Al contrario la penalità comminata a Racing Point si basa esclusivamente sui condotti posteriori. Le analisi degli stessi hanno infatti certificato come siano differenti rispetto a quelli Mercedes del 2019 solo in qualche minimo dettaglio. La RP19, però, non li montava visto l’utilizzo di assetti differenti rispetto alla W10, il che ne avrebbe compromesso il funzionamento, a differenza di quanto ovviamente accade nel clone di questa stagione. Quindi, seppur acquistati nel 2019, data la loro esclusiva introduzione per il 2020 rappresentano un'irregolare mancata progettazione di una listed part. Secondo la Federazione, infatti, la giustificazione Racing Point secondo la quale le prese acquistate siano servite esclusivamente come ispirazione in un successivo progetto è inammissibile, dato che la concezione di un pezzo è parte integrante del processo di design stesso (meno male, aggiungiamo noi!). La proprietà intellettuale del pezzo è, secondo la sentenza, prevalentemente Mercedes, il che equipara l'acquisto, seppur avvenuto nel 2019, ad una vietatissima collaborazione con un fornitore esterno.

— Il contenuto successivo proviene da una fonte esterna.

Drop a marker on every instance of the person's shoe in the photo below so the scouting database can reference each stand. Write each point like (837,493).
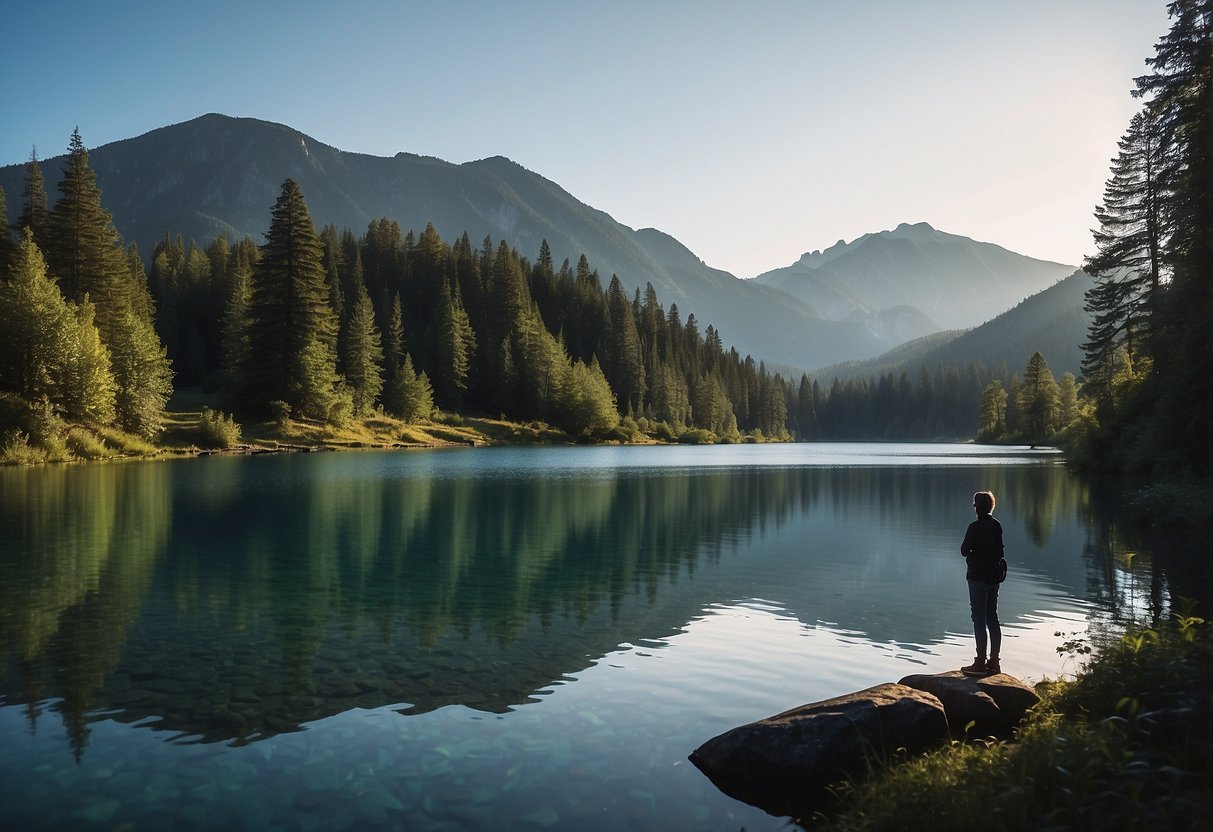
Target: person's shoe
(977,668)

Comprese le motivazioni della penalità, passiamo alla natura della stessa e alle sue enormi criticità. Le vetture rosa, infatti, sono state punite solo per quanto riguarda il Gran Premio di Stiria, decurtando 7.5 punti a monoposto e comminando una multa totale di 400000€. Per il Gran Premio d’Ungheria e quello d’Inghilterra è bastata una reprimenda, dato che la FIA ritiene sufficiente la penalizzazione austriaca e, soprattutto, considera ormai regolari le prese dei freni, dato che gli ingegneri sarebbero capaci di replicarle anche se costretti a correzioni. Siamo certi abbia senso? È vero, le prese sono conformi al regolamento tecnico, ma se non lo sono secondo il regolamento sportivo ad una corsa, come possono esserlo a quella successiva senza correttivi? Non sarebbe più corretto slegare la penalità dal singolo Gran Premio, una volta deciso che le prese possono rimanere in vettura, penalizzando il vantaggio nel tempo di progettazione risparmiato con diversi punti in più di penalità attribuiti all'intera stagione?
Leggendo la sentenza, inoltre, emerge in tutta la sua demoralizzante chiarezza l’incapacità degli ispettori FIA nel regolare uno sport tanto complesso. Ora, le ironie su Tombazis, oggi a capo dei delegati tecnici nonché progettista della F2012, sarebbero facili e parzialmente ingiuste. Com’è possibile però che l’ente regolatore si permetta di indicare come fattore mitigante della penalità l’incapacità dei suoi delegati di individuare il problema nella visita in fabbrica di marzo? Stiamo scherzando? Non saranno certo le ripetizioni o alcuni commenti poco giuridici il problema della sentenza. È la palese incapacità di approfondire le zone grigie quanto lascia sconcertati, e pensare che nel verbale della visita (il cui scopo era certificare la correttezza della Racing Point) è riportata anche una – evidentemente superficiale – discussione in merito! I delegati erano distratti dagli innovativi boccioni dell'acqua dello sponsor principale delle monoposto rosa?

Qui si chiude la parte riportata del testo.